Two putative GATA motifs in the proximal exon 1 promoter of the rat insulin-like growth factor I gene regulate basal promoter activity

The insulin-like growth factor I gene is transcribed from two promoters, which direct synthesis of alternative first exons (exon 1 and exon 2) in insulin-like growth factor I messenger RNAs (mRNAs). An exon 1 promoter construct extending from +75 to +192 (the most upstream exon 1 start site was designated as + 1) showed significant promoter activity in C6, OVCAR-3, and SK-N-MC cells. Within the +75 to +192 region, there are two perfect matches to the consensus binding site for GATA transcription factor, at +108 (GATA-A) and at +183 (GATA-B). Mutations of the GATA-A or GATA-B sequences resulted in slight (or no) effect on exon 1 promoter activity in both C6 and OVCAR-3 cells. However, mutation of the GATA-A sequence stimulated exon 1 promoter activity by 68% in SK-N-MC cells. Mutation of the GATA-B sequence inhibited exon 1 promoter activity by 4.4-fold in SK-N-MC cells. Electrophoretic mobility shift assays showed that there were nuclear proteins in SK-N-MC cells capable of specifically binding to the GATA-A and GATA-B elements and that this binding was GATA-sequence specific. GATA-2, GATA-3, and GATA-4 are the only GATA proteins that have been reported to be expressed in neurons. None of the antibodies against these three GATA proteins were capable of inhibiting or supershifting the bands formed by the nuclear proteins and oligonucleotides containing GATA-A or GATA-B elements.
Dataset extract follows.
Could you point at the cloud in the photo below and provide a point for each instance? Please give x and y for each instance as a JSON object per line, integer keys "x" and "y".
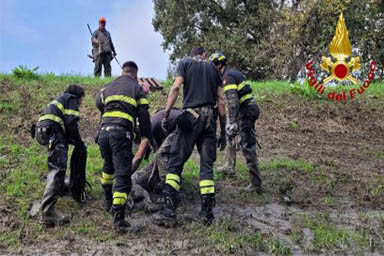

A GATA-1 expression vector was used to perform cotransfection experiments. The GATA-A mutation abolished the stimulatory effect of the GATA-1 factor on promoter activity, In contrast, the GATA-B mutation enhanced the stimulatory effect of GATA-1 protein. Anti-GATA-1 antibody was also incapable of inhibiting or supershifting the bands formed by the nuclear proteins and oligonucleotides containing the GATA-A or GATA-B elements. In conclusion, the GATA-A element seems to bind an inhibitory endogenous factor(s) in SK-N-MC cells, whereas the GATA-B element may bind a stimulatory factor(s). These factors seem to be related to GATA transcription factors but are immunologically distinct from GATA-2, GATA-3, or GATA-4. GATA-1 has the potential to transactivate the exon 1 promoter through the GATA-A element but is unlikely to be the endogenous protein binding to the GATA-A or the GATA-B motifs in SK-N-MC cells.